Philomela
Philomela ( Greek Φιλομήλα , the friend of the herds ) or Philomele is a figure in Greek mythology . She was a daughter of the Attic king Pandion and his wife Zeuxippe ; her siblings were Prokne , Erechtheus and Butes .
myth
In gratitude for his help against the Thebans , the Thracian king Tereus of Pandion, ruler of Athens , had his daughter Prokne as his wife. But Tereus also wanted her sister Philomela. He took her to a stable deep in the forest and raped her. To prevent her from betraying him, he cut out her tongue and then kept her imprisoned in that place.
But Philomela was a weaver, and so she made a garment for her sister Prokne, in which she wove the images of her story of suffering. Prokne got the message and freed Philomela from her forest prison.
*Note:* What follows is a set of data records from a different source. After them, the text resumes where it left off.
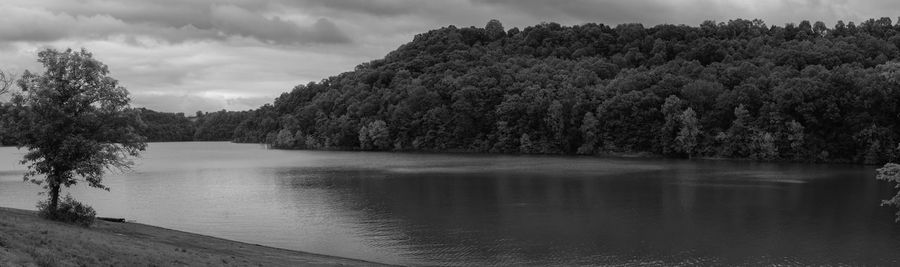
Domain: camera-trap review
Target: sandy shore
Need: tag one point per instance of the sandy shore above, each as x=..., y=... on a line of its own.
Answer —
x=27, y=240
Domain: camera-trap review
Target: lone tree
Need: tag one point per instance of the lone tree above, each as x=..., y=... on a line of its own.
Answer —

It was just the time of the desolate nocturnal celebrations of the god of wine. Prokne raced through the forest with the bakchantes and carried away her sister. As revenge, the two women chopped up Tereus and Proknes's son Itys , cooked his limbs and put them before Tereus for dinner; the king did not realize what he had eaten until Philomela threw him his son's head. With his sword drawn he pursued the sisters. To put a stop to the killing, Zeus turned them all into birds: Philomela into a swallow , Prokne into a nightingale, and Tereus into a hoopoe .
In later traditions the assignment of the birds was changed: Tereus is said to have become a hawk and Philomela to have become a nightingale, who complains about the victim with the cry ityn, ityn . The latter variant probably comes from the story of Aëdon , who killed her son Itylos .
swell
- Ovid, Metamorphoses : Sixth Book, translation by Johann Heinrich Voss
- Ovid, Metamorphoses 6,412-674: Tereus, Procne and Philomela; translated by Reinhart Suchier
literature
- Otto Höfer : Philomela 5 . In: Wilhelm Heinrich Roscher (Hrsg.): Detailed lexicon of Greek and Roman mythology . Volume 3.2, Leipzig 1909, Col. 2344-2348 ( digitized version ).
- Hans von Geisau : Philomele. In: The Little Pauly (KlP). Volume 4, Stuttgart 1972, Col. 768 f.
- Karl Kerényi : The Mythology of the Greeks. Volume 2: The Heroes Stories. dtv, Munich 1984, ISBN 3-423-01346-X , p. 226 ff.
- Doerte Bischoff, Julie Freytag: Philomela and Prokne. In: Maria Moog-Grünewald (Ed.): Mythenrezeption. The ancient mythology in literature, music and art from the beginnings to the present (= Der Neue Pauly . Supplements. Volume 5). Metzler, Stuttgart / Weimar 2008, ISBN 978-3-476-02032-1 , pp. 590-595.
- Lena Behmenburg: Philomela. Metamorphoses of a Myth in German and French Literature of the Middle Ages. de Gruyter, Berlin / New York 2009 (also dissertation, University of Kassel 2007).